Bali et Lombok



Notre transit par Singapour fut rapide : le 31 mai nous arrivons sur l'île de Bali.
On s'attendait à un accueil avec des colliers de fleurs, des musiciens... bref comme dans les films ou les reportages ! Déception ! La ville de Kuta, la plus proche de l'aéroport, est une ville archi touristique avec des bars, des restos et des magasins. La circulation y est infernale !
Nous trouvons à nous loger dans le quartier des surfeurs près de la plage principale. Les garcons sont heureux : en 5 minutes ils sont dans les vagues avec une planche de surf louée directement sur la plage. Les conditions sont idéales pour eux et la plage ne présente aucun danger particulier : sauf le soleil !



        Nous rejoignons la ville d'Ubud, plus au centre.
      Elle reste la capitale artisanale de Bali
      et donc très tournée vers les touristes.
      Cependant, son architecture est plus authentique et traditionnelle.
      Nous avons fait une agréable promenade dans les alentours au travers des rizières.


Nos gambettes nous démangent et nous décidons d'aller faire l'ascension du Mont Batur (volcan de 1717m). Malgré les sollicitations multiples pour que nous prenions un guide à des prix exagérés, Jacky est parvenu à nous guider jusqu'au cratère. Ce fut une ascension sans difficulté en 2h30 depuis notre hotel. La vue depuis le sommet était splendide donnant sur le lac et sur l'océan. Ce fut notre petit pied de nez à tous ceux qui nous harcelaient !

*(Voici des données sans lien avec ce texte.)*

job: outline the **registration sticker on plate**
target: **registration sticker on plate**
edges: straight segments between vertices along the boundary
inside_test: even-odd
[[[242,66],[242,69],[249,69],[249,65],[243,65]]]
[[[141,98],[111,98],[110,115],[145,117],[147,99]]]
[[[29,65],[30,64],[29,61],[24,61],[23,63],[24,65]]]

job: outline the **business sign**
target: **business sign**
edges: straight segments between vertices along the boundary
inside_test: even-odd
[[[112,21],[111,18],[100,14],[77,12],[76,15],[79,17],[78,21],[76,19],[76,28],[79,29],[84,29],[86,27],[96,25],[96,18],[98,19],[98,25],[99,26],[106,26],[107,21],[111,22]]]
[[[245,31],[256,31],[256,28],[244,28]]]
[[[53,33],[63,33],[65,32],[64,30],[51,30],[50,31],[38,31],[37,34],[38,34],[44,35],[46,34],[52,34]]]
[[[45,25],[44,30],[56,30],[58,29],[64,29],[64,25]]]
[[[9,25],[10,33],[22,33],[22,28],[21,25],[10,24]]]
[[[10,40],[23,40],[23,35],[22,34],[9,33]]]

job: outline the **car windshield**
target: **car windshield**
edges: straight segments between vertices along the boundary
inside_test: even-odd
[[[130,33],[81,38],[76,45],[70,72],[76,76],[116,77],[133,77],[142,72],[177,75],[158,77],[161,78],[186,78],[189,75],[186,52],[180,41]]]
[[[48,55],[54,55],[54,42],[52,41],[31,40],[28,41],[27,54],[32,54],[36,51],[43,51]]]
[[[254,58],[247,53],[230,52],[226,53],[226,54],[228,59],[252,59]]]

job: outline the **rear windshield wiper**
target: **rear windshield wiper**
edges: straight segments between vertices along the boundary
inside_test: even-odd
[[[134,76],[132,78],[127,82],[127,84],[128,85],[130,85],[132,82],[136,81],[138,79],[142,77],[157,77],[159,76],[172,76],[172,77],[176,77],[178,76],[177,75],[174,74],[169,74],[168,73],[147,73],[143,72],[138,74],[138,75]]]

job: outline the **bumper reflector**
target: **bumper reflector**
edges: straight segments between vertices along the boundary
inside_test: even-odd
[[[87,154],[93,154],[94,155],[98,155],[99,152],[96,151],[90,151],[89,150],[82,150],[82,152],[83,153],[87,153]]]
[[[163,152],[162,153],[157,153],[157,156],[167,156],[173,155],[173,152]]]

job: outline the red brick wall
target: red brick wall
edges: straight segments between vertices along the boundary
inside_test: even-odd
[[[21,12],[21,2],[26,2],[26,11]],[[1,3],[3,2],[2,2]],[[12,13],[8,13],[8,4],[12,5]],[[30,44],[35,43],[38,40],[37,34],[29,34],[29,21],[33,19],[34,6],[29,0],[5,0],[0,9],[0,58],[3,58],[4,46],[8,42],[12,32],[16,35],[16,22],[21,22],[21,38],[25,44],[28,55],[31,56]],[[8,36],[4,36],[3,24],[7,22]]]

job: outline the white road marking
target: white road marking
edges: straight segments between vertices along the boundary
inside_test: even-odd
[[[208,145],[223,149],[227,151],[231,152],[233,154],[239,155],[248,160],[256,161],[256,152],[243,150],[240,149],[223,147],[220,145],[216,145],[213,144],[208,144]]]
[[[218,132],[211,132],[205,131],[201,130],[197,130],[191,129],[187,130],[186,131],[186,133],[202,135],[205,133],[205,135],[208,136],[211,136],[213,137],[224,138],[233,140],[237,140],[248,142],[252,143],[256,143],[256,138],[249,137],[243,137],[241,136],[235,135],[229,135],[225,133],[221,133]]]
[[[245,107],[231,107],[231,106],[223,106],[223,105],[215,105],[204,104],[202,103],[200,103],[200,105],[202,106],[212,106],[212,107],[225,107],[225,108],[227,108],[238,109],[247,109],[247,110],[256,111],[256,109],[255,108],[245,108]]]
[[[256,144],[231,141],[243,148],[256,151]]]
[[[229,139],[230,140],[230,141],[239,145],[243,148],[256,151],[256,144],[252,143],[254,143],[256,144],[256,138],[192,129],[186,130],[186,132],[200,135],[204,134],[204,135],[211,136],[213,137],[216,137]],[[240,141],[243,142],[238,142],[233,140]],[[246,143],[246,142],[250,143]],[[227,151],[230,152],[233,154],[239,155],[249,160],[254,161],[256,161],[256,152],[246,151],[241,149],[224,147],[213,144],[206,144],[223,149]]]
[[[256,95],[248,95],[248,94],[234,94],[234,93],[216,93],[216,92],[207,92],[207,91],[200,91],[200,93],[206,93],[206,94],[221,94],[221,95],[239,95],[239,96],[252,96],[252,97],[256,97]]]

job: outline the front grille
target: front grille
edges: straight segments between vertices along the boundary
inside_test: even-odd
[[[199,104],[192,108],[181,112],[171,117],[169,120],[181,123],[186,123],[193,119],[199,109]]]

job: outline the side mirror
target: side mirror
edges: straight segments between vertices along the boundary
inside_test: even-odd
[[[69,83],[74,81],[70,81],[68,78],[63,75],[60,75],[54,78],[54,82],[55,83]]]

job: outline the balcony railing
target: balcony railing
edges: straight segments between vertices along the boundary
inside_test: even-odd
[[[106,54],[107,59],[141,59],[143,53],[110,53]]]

Que dire d'un peu de plongée pour varier les plaisirs ? Nous programmons de plonger  sur l'épave du Liberty, bateau coulé juste au bord de la côte et accessible pour nos jeunes plongeurs. Un vrai régal pour les yeux avec des petites sensations quand on rentre au coeur du bateau !
La région au pied du Mont Agun, volcan encore actif, est recouverte de rizières et de végétation tropicale. Nous louons des scooters pour des petites incursions dans les terres.
Une ombre à ce tableau de rêve : Jacky se réveille avec une forte fièvre, des maux de tête et des douleurs partout. Autant de signes que l'on n'aime guère en voyage ! Direction l'hôpital local le plus proche pour faire le test du palu. Impossible ! il faut y revenir le lendemain... pour des analyses sans recherche du palu ! Bref, nous décidons de rejoindre Padangbai, une ville avec une clinique "ou on parle anglais", "pour les touristes". L'état de Jacky ne s'améliorant guère, des analyses sont refaites. Un diagnostic toujours aussi vague : chicungunya, dengue, ... Enfin, hier, une décision pour lui administrer un traitement anti palu ! On hésite entre colère et dépit ! Heureusement que depuis 7 jours , ce n'est pas une forme virulente !
Aujourd'hui, son état est nettement meilleur. On va donc envisager d'aller passer quelques jours sur une île voisine : Lombok.

Nous prenons le ferry pour rejoindre l' île de Lombock. Après 5h sur le pont en plein soleil, encore une heure et demie de bus puis un petit bateau pendant 30 minutes et nous arrivons sur Gili Meno, la plus petite des trois îles Gili. Nous trouvons facilement des hébergements à deux enjambées de la mer. Un petit paradis et de la tranquillité. Il n'y a pas de voitures mais juste des charrettes tirées par des chevaux sur des petites sentes de sable. En 2h, on peut en faire le tour. Nous avons alterné la marche avec de la nage. Les fonds coralliens sont magnifiques et la faune variée : tortues, serpent de mer, ...Du grand plaisir ! 


Après ces 4 jours à vivre au rythme des vagues, nous faisons une petite halte à Mataram. Juste le temps de découvrir son marché local et nous repartons pour Bali. Les jours filent vite et nous avons promis aux garcons de retourner faire du surf. Dommage,  Lombock aurait mérité plus de temps pour en apprécier son authenticité !
Nous retournons donc à Kuta pour surfer et reprendre l'avion pour Singapour.